Scrape SOLD Poshmark listings into resale price comps: sold price, days-to-sell, condition, and size, plus a summary per search (median, p25, p75 sold price, comp confidence, and a suggested list price). Built for Poshmark's 403 blocking.
All notable changes to this Actor are documented here. Format follows
Keep a Changelog ; versions follow semver.
[0.4.0] — 2026-06-17
Changed
Search-only extraction. Poshmark's search page embeds a grid ($_search.gridData.data) with
full per-listing data (price, inventory.status + status_changed_at, first_published_at,
condition, size, brand), so the Actor now builds every comp from one search fetch and no longer
requests per-listing detail pages. Measured on the platform: $0.25 per 1,000 results (down
from $1.00 in v0.3 and $35.72 on the old browser), 48 comps from a single request, 0 blocks,
~97% core completeness.
parse_detail is retained and refactored to share one record assembler (_assemble_record)
with the new search path.
Added
Search pagination. Follows more.next_max_id to page through results, so one query returns
up to maxItems comps (tested to 150 across 4 requests at $0.21/1,000, 0 blocks). Cross-page
itemId de-dup; page count is bounded by maxItems. Bigger samples lift compConfidence (150
comps reaches "high").
[0.3.0] — 2026-06-17
Changed
HTTP-first rewrite. Replaced the Playwright browser crawler with Crawlee's
BeautifulSoupCrawler (HTTP plus the impit browser-impersonation client). Every field is in
Poshmark's server-rendered HTML (window.__INITIAL_STATE__), so the browser was pure cost.

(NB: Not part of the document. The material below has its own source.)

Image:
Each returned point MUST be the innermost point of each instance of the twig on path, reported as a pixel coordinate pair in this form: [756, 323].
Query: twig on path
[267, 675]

Measured on the platform: cost per 1,000 results fell from $35.72 to $1.00-$1.85
(datacenter / residential), run time for 20 items from ~391s to ~84s, still 0 blocks and
100% core completeness.
Default proxy is now Apify datacenter (cheapest, works at modest volume). Residential is the
fallback for heavy or blocked runs.
HTTP-mode block detection: HTTP 403/429/503 plus challenge-page markers, keyed off the
presence of __INITIAL_STATE__ so the word "captcha" in normal script bundles is not a false
positive.
Note
includeSellerStats is not fetched in the HTTP path (it was experimental and null anyway).
[0.2.0] — 2026-06-17
Added
Per-run DATA_QUALITY record + log line (src/quality.py): block rate, items returned vs
requested, fill rate, and per-field core completeness. Reliability becomes measurable per run.

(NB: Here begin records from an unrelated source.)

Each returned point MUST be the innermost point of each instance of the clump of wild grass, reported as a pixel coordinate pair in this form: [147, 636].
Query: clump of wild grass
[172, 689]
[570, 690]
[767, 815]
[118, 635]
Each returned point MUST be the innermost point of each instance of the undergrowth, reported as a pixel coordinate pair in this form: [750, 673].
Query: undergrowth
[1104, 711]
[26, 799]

Comps intelligence layer (src/aggregate.py): recency window + pctSoldWithin30/60/90Days,
IQR outlier trimming (outliersRemoved), a transparent compConfidence score, priceByBrand,
medianDaysToSell, and a pricingRecommendation (listAt / fastSaleListAt / topDollarListAt
/ expectedDaysToSell / confidence).
Reproducible /benchmarks: fetch_live.py (re-pull live HTML) + measure_live.py (parse and
score real data). Phase 0 teardown documented in benchmarks/README.md.
Changed
Honest sellThroughRate: now null (with a note) in the default sold-only mode instead of a
misleading 1.0. Real rate requires soldOnly: false (sold + active sample).

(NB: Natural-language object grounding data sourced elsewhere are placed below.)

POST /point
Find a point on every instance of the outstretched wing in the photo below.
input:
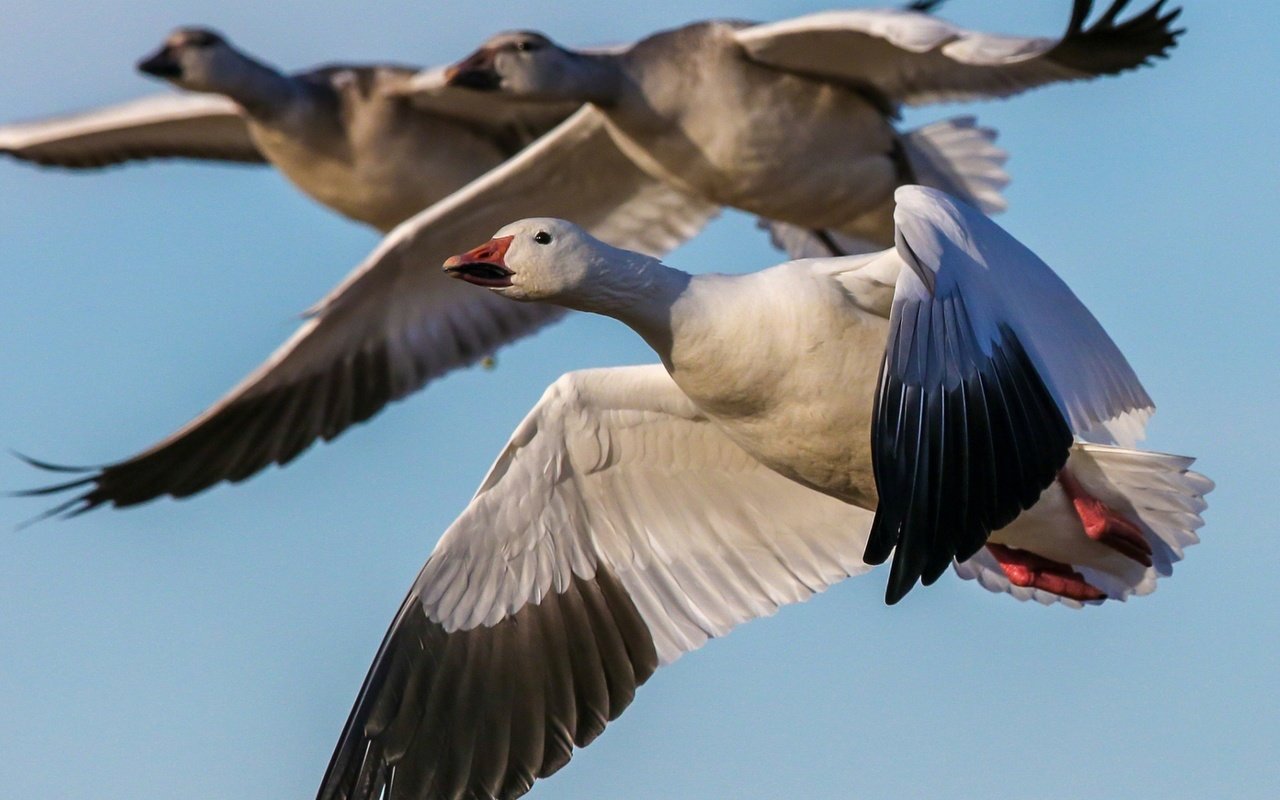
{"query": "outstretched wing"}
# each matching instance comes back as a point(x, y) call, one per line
point(397, 321)
point(158, 127)
point(914, 58)
point(617, 530)
point(991, 366)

Hardened block detection: added PerimeterX / DataDome / Imperva challenge-page markers and
HTTP 403/429/503 awareness on navigations (src/config.py, src/poshmark.py, src/scraper.py).
Store listing rewritten with measured, reproducible benchmark numbers and a 403 FAQ; Store name,
title, description, and categories tuned for search. Version bumped to 0.2.
Fixed (surfaced by the first live platform run)
ConcurrencySettings: Crawlee 1.7.2 rejects desired_concurrency (default 10) > max_concurrency.
Now clamped to min(DESIRED_CONCURRENCY, max_concurrency).
Detail/search navigations hung on the load event (~57 s timeout) on Poshmark. Now navigate with
wait_until="domcontentloaded" (all data is in the SSR HTML) and block_requests() to drop
images/css/fonts (faster + much less residential proxy bandwidth).
Verified
pytest 27 passed; parser scores 100% core completeness on 17 live sold listings across 3
queries; 0 blocks in a 24-request paced datacenter-IP baseline. See /benchmarks.
Deployed and ran live on Apify (RESIDENTIAL proxy): run SUCCEEDED, 0 blocks, 100% core
completeness, DATA_QUALITY + AGGREGATE records written as designed.
[0.1.0] — 2026-06-17
Added
Initial release: Poshmark SOLD listing scraper producing resale price comps.
Fixed, validated dataset record (Pydantic) — one object per listing with soldPrice,
daysToSell, originalRetailPrice, condition/size/color, likes/comments, seller fields,
and image URLs.
Per‑query aggregate written to the Key‑Value Store (AGGREGATE-<slug>): count, soldCount,
median/mean/p25/p75 sold price, avg days‑to‑sell, sell‑through rate, price by condition/size.